ECSE Departmental Research Seminars

Speaker: Michael Feramez

E&CSE, Monash University & La Trobe University

Abstract:

Delivering information and communication technology (ICT) services to communities in rural and remote areas differs dramatically from that of the urban environment. Many economical and technical issues regarding installation, operation and maintenance are involved. The planning and design philosophy must take into account a number of key characteristics, which include vast areas to be covered by the network, low density dispersed user populations, and sporadic low teletraffic volumes. Underpinning such philosophy is a long-distance wireless subscriber line. An increase in length of the subscriber line leads to a decrease in the number of the required switching nodes for covering the service area. The maximum possible length of a subscriber line is dictated by its technology, signalling rate, information bandwidth, and above all, the ability to predict its transmission performance with an acceptable level of accuracy.

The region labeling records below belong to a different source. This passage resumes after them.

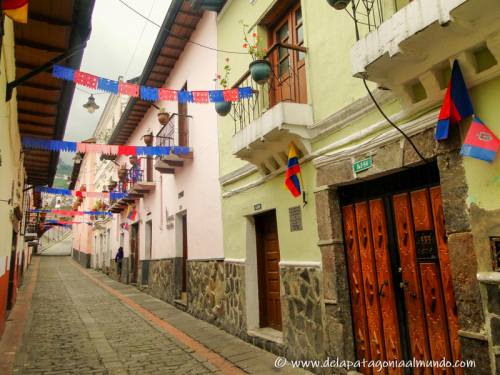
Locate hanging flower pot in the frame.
[108,181,116,191]
[215,102,232,116]
[158,108,170,125]
[249,60,271,85]
[143,134,153,146]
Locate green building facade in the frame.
[213,0,500,374]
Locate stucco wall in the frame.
[111,12,223,259]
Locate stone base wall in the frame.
[71,249,92,268]
[280,267,326,371]
[145,259,175,305]
[222,263,247,338]
[187,261,225,326]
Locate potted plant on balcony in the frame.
[158,108,170,125]
[141,128,154,147]
[108,177,118,191]
[128,155,137,167]
[214,58,232,116]
[40,203,48,223]
[243,25,272,85]
[118,163,127,181]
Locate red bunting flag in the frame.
[118,146,136,156]
[118,82,140,98]
[193,91,208,103]
[158,89,177,102]
[73,70,99,89]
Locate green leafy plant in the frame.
[214,57,231,90]
[241,22,267,61]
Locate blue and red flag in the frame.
[127,207,137,220]
[283,142,302,198]
[434,60,474,140]
[460,116,500,163]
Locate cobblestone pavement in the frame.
[0,257,303,375]
[40,235,73,256]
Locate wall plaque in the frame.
[288,206,302,232]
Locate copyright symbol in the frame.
[274,357,286,368]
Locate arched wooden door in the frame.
[342,186,463,375]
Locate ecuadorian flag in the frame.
[283,142,301,198]
[434,60,474,140]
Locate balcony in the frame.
[230,43,314,175]
[153,113,194,174]
[351,0,500,109]
[109,162,156,213]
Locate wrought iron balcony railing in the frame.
[230,42,307,133]
[153,113,193,147]
[345,0,413,40]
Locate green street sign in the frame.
[353,156,372,173]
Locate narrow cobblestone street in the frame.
[0,248,306,375]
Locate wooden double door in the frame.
[342,186,463,375]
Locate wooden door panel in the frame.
[429,186,464,375]
[420,263,453,375]
[370,199,403,375]
[393,193,431,375]
[355,202,387,374]
[342,206,373,375]
[264,234,282,331]
[410,189,434,232]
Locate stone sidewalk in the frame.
[0,257,310,375]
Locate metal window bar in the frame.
[21,193,40,236]
[153,113,193,147]
[230,42,307,133]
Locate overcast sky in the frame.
[60,0,171,164]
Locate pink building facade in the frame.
[94,1,224,322]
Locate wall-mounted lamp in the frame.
[326,0,351,10]
[83,94,100,114]
[73,154,82,164]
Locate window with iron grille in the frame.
[490,237,500,272]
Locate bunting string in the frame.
[52,65,253,104]
[22,137,190,156]
[45,220,92,225]
[35,186,128,199]
[30,209,113,216]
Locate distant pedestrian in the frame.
[115,246,123,279]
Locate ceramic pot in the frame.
[249,60,271,85]
[215,102,232,116]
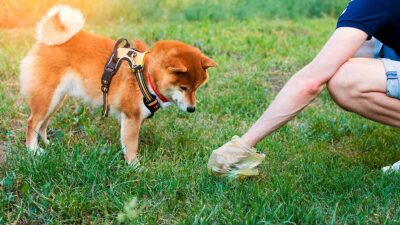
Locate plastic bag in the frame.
[208,136,265,179]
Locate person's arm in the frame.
[242,27,368,147]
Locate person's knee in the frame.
[327,59,361,111]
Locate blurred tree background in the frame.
[0,0,348,28]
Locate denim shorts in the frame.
[374,41,400,99]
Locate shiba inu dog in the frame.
[20,6,217,163]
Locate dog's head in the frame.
[145,41,217,112]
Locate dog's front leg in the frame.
[121,114,142,164]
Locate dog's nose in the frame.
[186,106,196,113]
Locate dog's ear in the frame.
[168,60,187,73]
[132,39,148,52]
[201,56,218,70]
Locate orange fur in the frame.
[20,5,216,163]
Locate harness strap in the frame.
[132,65,160,115]
[101,38,160,118]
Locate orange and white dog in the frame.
[20,6,217,163]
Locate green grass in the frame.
[0,9,400,224]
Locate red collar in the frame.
[146,73,168,102]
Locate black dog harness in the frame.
[101,38,160,118]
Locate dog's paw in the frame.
[382,161,400,173]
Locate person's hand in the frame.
[208,136,265,178]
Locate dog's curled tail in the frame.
[36,5,85,45]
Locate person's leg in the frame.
[328,58,400,172]
[328,58,400,127]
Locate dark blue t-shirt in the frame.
[337,0,400,55]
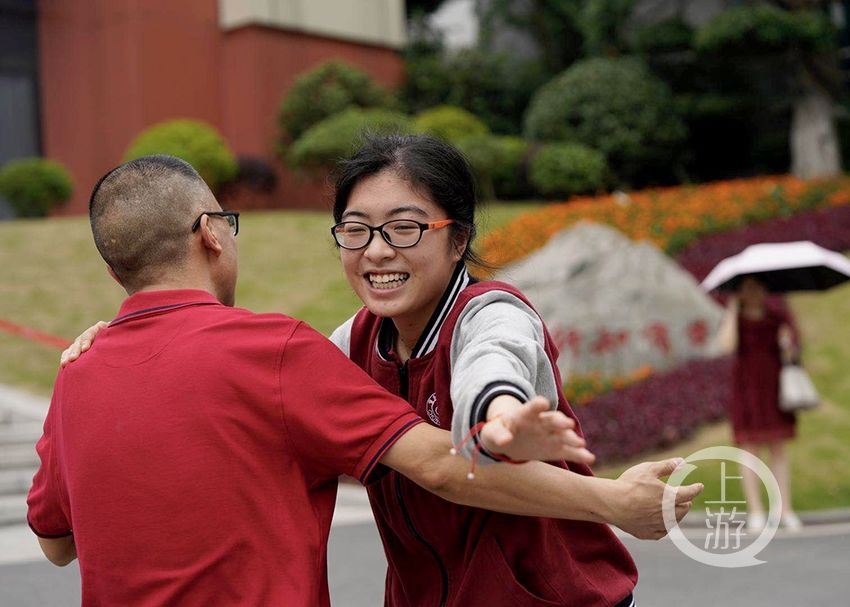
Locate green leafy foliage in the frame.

The motivation behind the research into the wideband very high frequency (VHF 30-300 MHz) radio channels stems from the need for an economical and cost-effective long-distance wireless subscriber line. This presents two tightly related key research questions, the first being “how wide is the wideband” and the second “how long is the distance over which that wideband can be achieved?”

It is well known in literature and radio amateurs circles that VHF radiowaves travel very long distances up to a few thousand kilometres. The signals in question are narrowband, 4k Hz single side band (SSB) and, more importantly, radio link performance cannot be predicted with any reasonable degree of accuracy. The VHF band caters for many communication services including fixed links and land mobile radio, sound and television broadcast, radiolocation, astronomy, aeronautical, navigation, meteorological, space research, amateur radio and satellite, and maritime mobile services. In the lower end of the VHF radio band (30-100 MHz) a number of propagation mechanisms and anomalies come into play, including tropospheric scatter, meteorscatter, sporadic reflections from the F and E ionospheric layers, and tropospheric ducting.

About the speaker:

Michael Feramez received the Bachelor of Engineer Degree in Communication Engineering from the Royal Melbourne Institute of Technology in 1985 and the Master of Engineering Science Degree in Telecommunication Engineering from Monash University in 1997, Melbourne Australia. Michael is a Chartered Professional Engineer, Member of the Institution of Engineers, Australia. With over thirty two years experience in the Australian telecommunication industry, Michael has held a number of technical, professional engineering and managerial positions working for national and multinational organizations including Philips-TMC, Telecom Australia (Telstra), NEC Australia, and Transfield Defence Systems. As an independent consultant for a period of twelve years, Michael provided professional services to a host of clients, both in Australia and overseas, on microwave and professional mobile radio communication systems. Michael is currently a Senior Lecturer in the Department of Electronic Engineering at La Trobe University in Melbourne, Australia.